Experiments described in the paper filter out all tweets written in MSA or any linguistic variety other than Levantine Arabic. In the paper, I used a deep learning model (originally developed by M. Elaraby and M. Abdul-Mageed for the AOC repository [1]) and modified it to perform coarse-grained binary classification to single out Levantine Arabic tweets.
I am including the model used in the paper dialect_identification.ipynb
, which was pre-trained on a combination of data form AOC (provided here https://github.com/UBC-NLP/aoc_id) and from Subtask 1 of The MADAR Shared Task on Arabic Fine-Grained Dialect Identification [2].
If you want to run the example described in the paper, you need to download and load the Levantine Arabic Multidialectal Word Embeddings [3].
- Since these emebddings are binary files, use Word2tensor to convert them into word2vec TSV format.

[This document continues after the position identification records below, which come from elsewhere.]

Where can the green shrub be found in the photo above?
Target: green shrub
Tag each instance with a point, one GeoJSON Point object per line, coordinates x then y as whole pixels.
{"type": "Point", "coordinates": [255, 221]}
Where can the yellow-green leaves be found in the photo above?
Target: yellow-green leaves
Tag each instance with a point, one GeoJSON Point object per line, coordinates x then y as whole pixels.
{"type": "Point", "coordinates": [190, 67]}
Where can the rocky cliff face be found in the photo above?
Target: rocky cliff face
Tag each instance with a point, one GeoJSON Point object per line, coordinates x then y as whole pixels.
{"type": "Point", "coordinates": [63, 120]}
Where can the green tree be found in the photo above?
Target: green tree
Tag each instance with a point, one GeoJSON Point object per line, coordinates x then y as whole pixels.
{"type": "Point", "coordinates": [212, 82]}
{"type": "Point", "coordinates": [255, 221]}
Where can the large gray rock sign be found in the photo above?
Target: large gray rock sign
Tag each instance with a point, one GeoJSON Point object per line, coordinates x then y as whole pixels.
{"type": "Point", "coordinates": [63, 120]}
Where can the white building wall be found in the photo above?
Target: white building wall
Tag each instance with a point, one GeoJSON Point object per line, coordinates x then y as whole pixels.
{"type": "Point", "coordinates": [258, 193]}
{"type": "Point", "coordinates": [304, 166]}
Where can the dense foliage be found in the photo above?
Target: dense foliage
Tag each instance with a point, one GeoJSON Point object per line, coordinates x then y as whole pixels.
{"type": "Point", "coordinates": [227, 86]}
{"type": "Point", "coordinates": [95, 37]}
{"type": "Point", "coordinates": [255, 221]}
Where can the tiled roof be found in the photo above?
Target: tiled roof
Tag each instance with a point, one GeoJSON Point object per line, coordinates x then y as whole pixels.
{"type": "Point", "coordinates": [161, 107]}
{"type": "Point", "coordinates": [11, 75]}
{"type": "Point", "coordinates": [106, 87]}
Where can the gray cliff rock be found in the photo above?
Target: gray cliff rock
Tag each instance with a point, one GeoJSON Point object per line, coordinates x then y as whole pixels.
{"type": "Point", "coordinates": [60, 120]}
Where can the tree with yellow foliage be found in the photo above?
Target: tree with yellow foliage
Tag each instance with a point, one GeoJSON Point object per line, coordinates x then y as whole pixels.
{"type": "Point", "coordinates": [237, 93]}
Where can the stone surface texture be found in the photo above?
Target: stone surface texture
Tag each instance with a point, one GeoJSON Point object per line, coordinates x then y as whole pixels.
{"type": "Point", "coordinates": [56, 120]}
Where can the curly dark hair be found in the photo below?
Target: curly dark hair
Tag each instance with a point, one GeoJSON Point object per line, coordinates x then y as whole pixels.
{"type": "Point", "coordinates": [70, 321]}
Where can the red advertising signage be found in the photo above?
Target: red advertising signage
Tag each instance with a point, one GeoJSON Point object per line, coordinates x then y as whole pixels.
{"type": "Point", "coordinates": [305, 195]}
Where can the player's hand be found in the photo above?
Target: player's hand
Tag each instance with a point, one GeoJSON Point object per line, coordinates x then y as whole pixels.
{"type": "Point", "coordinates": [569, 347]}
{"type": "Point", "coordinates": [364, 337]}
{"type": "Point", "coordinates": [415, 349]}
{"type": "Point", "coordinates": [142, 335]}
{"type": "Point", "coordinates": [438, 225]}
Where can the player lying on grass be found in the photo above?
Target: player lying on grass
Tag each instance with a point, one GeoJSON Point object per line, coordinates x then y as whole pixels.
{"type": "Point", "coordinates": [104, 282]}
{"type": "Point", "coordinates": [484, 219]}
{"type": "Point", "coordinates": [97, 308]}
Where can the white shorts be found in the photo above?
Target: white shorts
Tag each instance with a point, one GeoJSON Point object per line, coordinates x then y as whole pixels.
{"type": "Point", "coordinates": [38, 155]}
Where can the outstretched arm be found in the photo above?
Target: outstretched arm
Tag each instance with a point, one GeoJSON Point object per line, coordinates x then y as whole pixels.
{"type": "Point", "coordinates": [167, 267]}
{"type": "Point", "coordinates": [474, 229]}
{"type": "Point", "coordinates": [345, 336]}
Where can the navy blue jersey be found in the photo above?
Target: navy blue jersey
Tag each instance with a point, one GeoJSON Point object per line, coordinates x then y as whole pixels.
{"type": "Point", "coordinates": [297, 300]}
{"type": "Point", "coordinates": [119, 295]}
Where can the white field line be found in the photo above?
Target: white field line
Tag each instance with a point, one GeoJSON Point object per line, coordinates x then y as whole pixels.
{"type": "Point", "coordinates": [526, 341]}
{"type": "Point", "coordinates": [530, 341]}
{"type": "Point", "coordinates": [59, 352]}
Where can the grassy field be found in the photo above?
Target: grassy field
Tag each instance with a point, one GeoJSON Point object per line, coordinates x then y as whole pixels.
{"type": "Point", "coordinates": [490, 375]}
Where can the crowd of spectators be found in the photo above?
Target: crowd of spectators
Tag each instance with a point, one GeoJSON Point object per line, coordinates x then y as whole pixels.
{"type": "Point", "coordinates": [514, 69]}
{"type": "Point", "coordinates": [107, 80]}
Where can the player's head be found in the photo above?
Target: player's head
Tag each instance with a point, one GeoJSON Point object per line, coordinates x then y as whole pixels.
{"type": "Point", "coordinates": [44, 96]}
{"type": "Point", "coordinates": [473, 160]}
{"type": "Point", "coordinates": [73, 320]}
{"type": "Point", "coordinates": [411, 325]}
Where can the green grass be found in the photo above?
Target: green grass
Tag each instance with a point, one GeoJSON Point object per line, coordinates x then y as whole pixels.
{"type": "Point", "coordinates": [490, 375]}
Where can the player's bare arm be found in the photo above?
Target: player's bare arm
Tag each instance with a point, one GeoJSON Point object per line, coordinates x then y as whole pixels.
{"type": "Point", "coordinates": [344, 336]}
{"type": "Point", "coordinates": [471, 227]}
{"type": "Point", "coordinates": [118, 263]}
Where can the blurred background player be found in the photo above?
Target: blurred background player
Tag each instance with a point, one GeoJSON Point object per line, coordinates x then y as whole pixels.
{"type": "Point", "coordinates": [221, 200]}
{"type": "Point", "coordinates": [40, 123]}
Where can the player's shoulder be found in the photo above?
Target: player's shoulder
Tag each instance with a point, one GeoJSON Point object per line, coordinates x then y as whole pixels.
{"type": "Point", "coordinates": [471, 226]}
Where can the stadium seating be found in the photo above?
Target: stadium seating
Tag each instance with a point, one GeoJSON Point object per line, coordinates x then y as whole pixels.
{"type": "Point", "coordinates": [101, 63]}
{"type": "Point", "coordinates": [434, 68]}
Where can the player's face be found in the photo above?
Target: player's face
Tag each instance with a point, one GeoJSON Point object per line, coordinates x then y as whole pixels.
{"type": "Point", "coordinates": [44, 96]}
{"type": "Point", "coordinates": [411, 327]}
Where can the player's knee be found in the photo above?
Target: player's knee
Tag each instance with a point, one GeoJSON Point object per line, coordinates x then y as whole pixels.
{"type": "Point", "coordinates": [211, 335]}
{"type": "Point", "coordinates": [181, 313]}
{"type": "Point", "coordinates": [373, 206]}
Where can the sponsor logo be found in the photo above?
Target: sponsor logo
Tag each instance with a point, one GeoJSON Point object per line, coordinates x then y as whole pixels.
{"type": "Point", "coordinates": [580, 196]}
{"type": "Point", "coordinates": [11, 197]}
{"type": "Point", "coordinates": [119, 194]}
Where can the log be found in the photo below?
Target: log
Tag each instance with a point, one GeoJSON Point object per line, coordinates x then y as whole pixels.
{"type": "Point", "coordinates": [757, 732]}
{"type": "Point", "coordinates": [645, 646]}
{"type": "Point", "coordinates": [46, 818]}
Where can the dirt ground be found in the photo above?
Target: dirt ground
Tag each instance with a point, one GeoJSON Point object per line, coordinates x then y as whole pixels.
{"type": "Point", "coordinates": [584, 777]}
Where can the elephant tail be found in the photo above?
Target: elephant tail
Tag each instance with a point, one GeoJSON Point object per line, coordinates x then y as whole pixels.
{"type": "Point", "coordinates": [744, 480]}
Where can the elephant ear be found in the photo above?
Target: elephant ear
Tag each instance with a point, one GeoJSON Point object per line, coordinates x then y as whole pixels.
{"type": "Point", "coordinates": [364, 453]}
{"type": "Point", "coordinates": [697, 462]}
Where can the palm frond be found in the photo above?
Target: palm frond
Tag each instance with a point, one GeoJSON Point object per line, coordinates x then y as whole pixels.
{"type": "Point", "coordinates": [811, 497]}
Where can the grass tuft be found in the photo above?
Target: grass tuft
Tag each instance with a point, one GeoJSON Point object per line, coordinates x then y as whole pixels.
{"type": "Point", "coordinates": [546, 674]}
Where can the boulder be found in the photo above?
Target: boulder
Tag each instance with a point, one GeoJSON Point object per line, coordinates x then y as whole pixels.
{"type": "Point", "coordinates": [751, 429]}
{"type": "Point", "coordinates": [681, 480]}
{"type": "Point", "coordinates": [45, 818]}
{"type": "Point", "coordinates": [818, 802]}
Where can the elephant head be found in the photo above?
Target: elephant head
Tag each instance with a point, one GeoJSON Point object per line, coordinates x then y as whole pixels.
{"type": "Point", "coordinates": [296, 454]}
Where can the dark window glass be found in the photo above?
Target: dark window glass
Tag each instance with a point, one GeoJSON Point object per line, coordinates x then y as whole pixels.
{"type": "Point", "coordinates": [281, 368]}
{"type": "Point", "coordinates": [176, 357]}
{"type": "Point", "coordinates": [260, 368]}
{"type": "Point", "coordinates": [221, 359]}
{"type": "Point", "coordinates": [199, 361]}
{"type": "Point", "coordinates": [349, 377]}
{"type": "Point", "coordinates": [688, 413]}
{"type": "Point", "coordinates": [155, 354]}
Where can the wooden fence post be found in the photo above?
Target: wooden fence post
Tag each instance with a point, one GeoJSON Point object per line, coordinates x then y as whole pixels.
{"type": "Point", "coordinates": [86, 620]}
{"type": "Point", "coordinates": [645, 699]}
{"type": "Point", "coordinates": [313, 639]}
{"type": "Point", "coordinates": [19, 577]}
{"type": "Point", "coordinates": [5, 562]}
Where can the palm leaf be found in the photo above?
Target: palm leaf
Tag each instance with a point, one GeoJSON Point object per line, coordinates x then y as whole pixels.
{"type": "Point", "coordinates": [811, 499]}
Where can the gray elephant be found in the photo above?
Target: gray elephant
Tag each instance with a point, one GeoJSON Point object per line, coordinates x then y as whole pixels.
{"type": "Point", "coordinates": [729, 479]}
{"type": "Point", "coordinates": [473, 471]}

word2vec2tensor.py -i lev.bin -o lev.tensor -b
- Because these embeddings have Arabic words transliterated in a fashion similar to Buckwalter style, it's much more convenient to convert them into their original Arabic alphabet. You can do this using
maper.py
in this format:
python mapper.py lev.tensor lev_ar.tensor
Feel free to play around with parameters in lda_pd.py
.
-
Deep Models for Arabic Dialect Indentification on Benchmarked Data[1] for providing deep learning models to use with Arabic texts. paper | repo
-
The MADAR Shared Task on Arabic Fine-Grained Dialect Identification[2] for providing training data of different Arabic dialects. paper
-
Arabic Multidialectal Word Embeddings[3] (Copyright 2018 of New York University Abu Dhabi.) download | paper
-
Hisham Maiza for his Word2Tensor script.
-
TwitterScraper for their efficient twitter scraping script.
[1] Elaraby, M., & Abdul-Mageed, M. (2018, August). Deep models for arabic dialect identification on benchmarked data. In Proceedings of the Fifth Workshop on NLP for Similar Languages, Varieties and Dialects (VarDial 2018) (pp. 263-274).
[2] Bouamor, H., Hassan, S., & Habash, N. (2019, August). The MADAR shared task on Arabic fine-grained dialect identification. In Proceedings of the Fourth Arabic Natural Language Processing Workshop (pp. 199-207).
[3]
Erdmann, A., Zalmout, N., & Habash, N. (2018, July).
Addressing noise in multidialectal word embeddings.
In Proceedings of the 56th Annual Meeting of the Association for Computational Linguistics (Volume 2: Short Papers) (pp. 558-565).